Install any drivers and providers/provisioners for storage or other resources needed for the cluster. Once the node is provisioned, it is packaged inside a Docker container and published to a registry.

provision_vm

Deployment

To create a cluster, all one has to do is start up a number of containers, which in turn start up the Virtual Machine contained within that container. The first node is designated as the master node and a script is run during startup to configure any master node specific configuration. Any additional nodes have a post startup script run to register themselves as nodes with the master. As this point we have a basic kubernetes cluster running the number of specified nodes. Plus some other interesting services described later.

default_cluster

How does it work?

After the provision step, which has created a pre-built Kubernetes node in a virtual machine, the deployment step doesn’t happen all by itself. Starting up the cluster is handled by a cli application, aptly named ‘gocli’.

Gocli is a go application that contains the knowledge needed to start the cluster, make a node the master node, and then register the other nodes with the master node as compute nodes. It also does a few other nice things, like start a dnsmasq container for dns inside the cluster, and a docker registry container for images. It also can extract and update the kubeconfig for the cluster, to make it possible for external tools to interact with the cluster (such as kubectl). And it can of course shut down the cluster in an orderly fashion.

The entire cluster is ephemeral which is very helpful when developing new applications which could potentially damage the cluster. Simply shut down the cluster, and start a new fresh one. The ephemeral nature and ease of deployment makes this extremely useful in a CI/CD pipeline context

Why is the registry container useful? Let’s say you are developing a new application and you wish to test it in a Kubernetes cluster. You would build the container image with whatever tools you normally use, you can then publish it to the cluster registry, and deploy the manifest that uses the registry to deploy the container in the cluster. The gocli command tool has the ability to find an external name and port for the internal registry into which you can publish your images.

running_cluster

All of the above allows you to now with a few commands, spin up a kubernetes cluster, build application images, push those images into a registry inside that cluster, and deploy that application inside the cluster. As a developer this allows quick compile/test scenarios in a somewhat realistic environment on a regular workstation. It allows for automatic end to end testing in a real cluster, and it allows for CI/CD tools to run tests against an ephemeral cluster that can be spun up and destroyed easily.

Why this is cool

So how is this better than simply creating some Virtual Machines and cloning them to add new nodes? For one packaging is much easier, you can simply drop it in a container registry and its available everywhere the registry is available. Another thing is a lot of the configuration is stored in the container instead of in the Virtual Machine, so it is easy to layer on top of that container a different configuration for different use cases. The Virtual Machine stays the same, it’s the container that changes to meet the needs of the use case. Since the container knows all the details of the Virtual Machine it is also possible to construct utilities that retrieve information about the Virtual Machine or pass new information to the Virtual Machine through the container.
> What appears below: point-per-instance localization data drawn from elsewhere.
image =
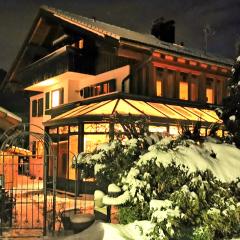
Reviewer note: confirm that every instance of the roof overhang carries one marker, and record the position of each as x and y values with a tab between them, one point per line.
8	119
155	111
41	86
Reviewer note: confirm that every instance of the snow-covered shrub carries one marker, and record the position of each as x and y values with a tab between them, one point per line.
230	113
202	233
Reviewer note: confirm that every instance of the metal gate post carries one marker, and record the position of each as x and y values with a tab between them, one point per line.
45	194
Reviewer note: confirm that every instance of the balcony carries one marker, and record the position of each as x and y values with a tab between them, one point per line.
65	59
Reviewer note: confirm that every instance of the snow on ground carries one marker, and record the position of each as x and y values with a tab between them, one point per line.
107	231
225	165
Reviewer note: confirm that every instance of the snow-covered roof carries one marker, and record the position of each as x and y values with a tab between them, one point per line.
120	33
8	119
138	108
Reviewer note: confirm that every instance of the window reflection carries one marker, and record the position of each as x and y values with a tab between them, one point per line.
91	141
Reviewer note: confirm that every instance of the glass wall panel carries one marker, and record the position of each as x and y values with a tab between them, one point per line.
91	141
73	129
53	131
159	80
209	91
96	127
174	130
170	83
159	129
73	151
62	168
183	87
63	130
194	88
51	158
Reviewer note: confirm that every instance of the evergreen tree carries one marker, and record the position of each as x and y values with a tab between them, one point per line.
230	113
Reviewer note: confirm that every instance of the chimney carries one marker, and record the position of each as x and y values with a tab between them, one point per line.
164	30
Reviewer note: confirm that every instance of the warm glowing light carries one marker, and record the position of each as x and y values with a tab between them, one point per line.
159	88
183	90
160	129
156	54
209	95
169	58
173	130
55	98
214	68
181	60
203	65
224	70
193	63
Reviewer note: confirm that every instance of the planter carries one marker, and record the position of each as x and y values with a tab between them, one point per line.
80	222
66	218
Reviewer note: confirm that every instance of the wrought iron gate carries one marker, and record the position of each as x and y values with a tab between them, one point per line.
27	193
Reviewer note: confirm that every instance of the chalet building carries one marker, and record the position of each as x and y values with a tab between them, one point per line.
81	71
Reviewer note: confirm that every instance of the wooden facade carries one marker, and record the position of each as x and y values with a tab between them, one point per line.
66	56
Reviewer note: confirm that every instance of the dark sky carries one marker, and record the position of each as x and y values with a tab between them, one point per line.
16	17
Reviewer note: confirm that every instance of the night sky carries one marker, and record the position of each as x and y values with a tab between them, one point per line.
16	17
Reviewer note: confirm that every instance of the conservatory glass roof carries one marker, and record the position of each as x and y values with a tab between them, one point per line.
137	107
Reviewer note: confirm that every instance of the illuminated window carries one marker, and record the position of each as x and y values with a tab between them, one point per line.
170	83
183	87
194	88
173	130
34	108
62	164
53	131
159	88
183	90
209	91
57	97
40	107
219	92
98	89
91	141
73	128
73	151
51	158
159	79
203	132
47	100
63	130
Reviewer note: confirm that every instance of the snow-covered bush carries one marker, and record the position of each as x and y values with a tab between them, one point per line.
230	113
195	204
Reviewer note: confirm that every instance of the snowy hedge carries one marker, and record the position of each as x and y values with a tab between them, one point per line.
196	185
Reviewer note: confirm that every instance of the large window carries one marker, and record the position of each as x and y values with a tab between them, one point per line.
219	94
170	83
37	108
194	88
57	97
40	107
95	134
99	89
73	151
34	108
91	141
183	87
159	81
62	159
47	100
209	91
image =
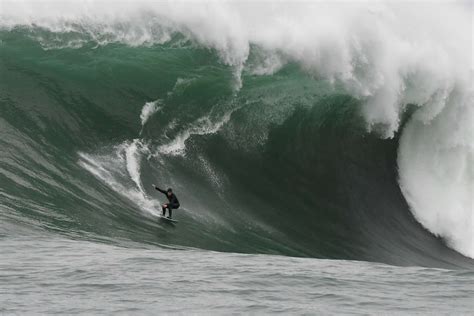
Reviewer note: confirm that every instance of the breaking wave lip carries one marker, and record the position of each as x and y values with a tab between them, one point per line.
203	126
409	58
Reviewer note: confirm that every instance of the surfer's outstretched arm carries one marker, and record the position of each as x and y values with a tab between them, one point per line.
158	189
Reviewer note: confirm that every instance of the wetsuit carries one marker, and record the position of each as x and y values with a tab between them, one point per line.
172	199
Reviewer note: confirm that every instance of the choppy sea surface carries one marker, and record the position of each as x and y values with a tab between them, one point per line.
323	155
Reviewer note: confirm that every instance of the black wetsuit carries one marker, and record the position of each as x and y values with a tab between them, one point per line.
173	202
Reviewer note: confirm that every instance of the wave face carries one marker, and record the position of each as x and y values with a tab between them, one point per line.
331	131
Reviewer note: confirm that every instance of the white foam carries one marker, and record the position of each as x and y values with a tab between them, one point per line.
385	54
202	126
117	168
148	110
436	161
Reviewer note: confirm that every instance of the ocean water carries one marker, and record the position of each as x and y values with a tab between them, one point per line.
322	154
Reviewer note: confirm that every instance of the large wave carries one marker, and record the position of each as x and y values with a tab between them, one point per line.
235	102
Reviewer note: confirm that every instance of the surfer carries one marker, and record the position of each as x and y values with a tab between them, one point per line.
173	202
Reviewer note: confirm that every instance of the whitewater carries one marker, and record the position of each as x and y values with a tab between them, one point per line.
324	150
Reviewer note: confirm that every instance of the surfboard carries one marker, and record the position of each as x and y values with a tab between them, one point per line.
167	219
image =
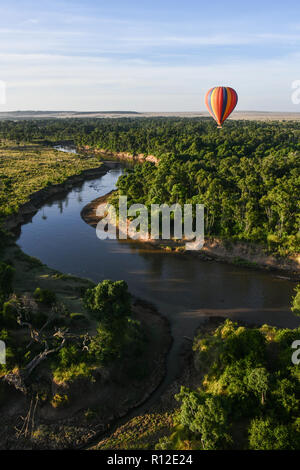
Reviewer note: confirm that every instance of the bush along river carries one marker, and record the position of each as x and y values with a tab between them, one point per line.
184	289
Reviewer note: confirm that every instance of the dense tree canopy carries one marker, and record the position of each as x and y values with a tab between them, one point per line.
247	174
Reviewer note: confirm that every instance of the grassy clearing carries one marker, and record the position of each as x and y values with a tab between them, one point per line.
25	169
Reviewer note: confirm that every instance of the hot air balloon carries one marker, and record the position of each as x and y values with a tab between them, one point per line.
220	102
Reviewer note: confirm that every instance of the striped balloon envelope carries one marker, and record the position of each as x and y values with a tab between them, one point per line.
220	102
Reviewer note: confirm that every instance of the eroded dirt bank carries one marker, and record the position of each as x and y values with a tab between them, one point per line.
37	199
242	253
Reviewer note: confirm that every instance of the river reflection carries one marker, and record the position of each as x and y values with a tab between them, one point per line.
182	287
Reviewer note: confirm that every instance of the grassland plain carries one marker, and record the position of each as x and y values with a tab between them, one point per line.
31	173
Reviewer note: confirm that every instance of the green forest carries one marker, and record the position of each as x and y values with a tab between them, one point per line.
246	175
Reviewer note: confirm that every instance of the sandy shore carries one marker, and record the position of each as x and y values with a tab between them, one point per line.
240	253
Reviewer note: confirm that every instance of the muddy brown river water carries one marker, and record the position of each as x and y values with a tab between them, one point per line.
184	289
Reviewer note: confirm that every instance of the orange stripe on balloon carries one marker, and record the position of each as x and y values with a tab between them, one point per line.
213	102
233	101
227	104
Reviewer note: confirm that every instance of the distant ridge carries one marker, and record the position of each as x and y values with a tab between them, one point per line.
236	115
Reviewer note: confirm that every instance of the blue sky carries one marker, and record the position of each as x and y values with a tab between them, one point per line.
148	55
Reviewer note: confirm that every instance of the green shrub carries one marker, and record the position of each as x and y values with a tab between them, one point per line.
44	296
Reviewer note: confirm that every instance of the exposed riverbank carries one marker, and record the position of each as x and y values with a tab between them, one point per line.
236	252
105	399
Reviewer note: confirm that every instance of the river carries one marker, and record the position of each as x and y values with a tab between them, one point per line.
183	288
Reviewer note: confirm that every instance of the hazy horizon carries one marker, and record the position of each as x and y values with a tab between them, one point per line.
148	56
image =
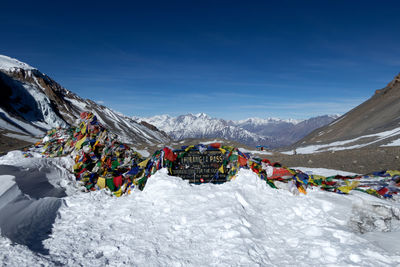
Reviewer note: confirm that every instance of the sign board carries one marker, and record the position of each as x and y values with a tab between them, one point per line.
200	167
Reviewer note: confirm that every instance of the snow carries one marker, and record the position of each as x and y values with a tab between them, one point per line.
26	138
393	143
255	151
242	222
13	124
323	171
210	142
9	64
340	145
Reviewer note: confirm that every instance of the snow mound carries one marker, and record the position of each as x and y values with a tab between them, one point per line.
243	222
9	64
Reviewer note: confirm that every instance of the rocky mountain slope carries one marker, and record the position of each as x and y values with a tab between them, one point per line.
31	103
374	123
254	131
203	126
But the biggest advantage is that this can all be easily automated and repeated. Each time you spin up a cluster, it will be identical from a previous run. You have a mechanism to allow you to populate the cluster with an application you are developing/testing and then running automated processes against that application.

KubeVirt itself works on a similar principal, embed a QEMU process in a container to start a Virtual Machine with configuration obtained from the encapsulating container. And the KubeVirt development team uses kubevirtci images in their development workflow as well.

And a final interesting thought: Everything mentioned in this article is a container, from the Virtual Machine images, to the gocli utility. It might be an interesting exercise to see if we can leverage kubernetes to manage the life cycle in a CI/CD system. We would then be creating Kubernetes clusters inside a kubernetes cluster to run CI/CD.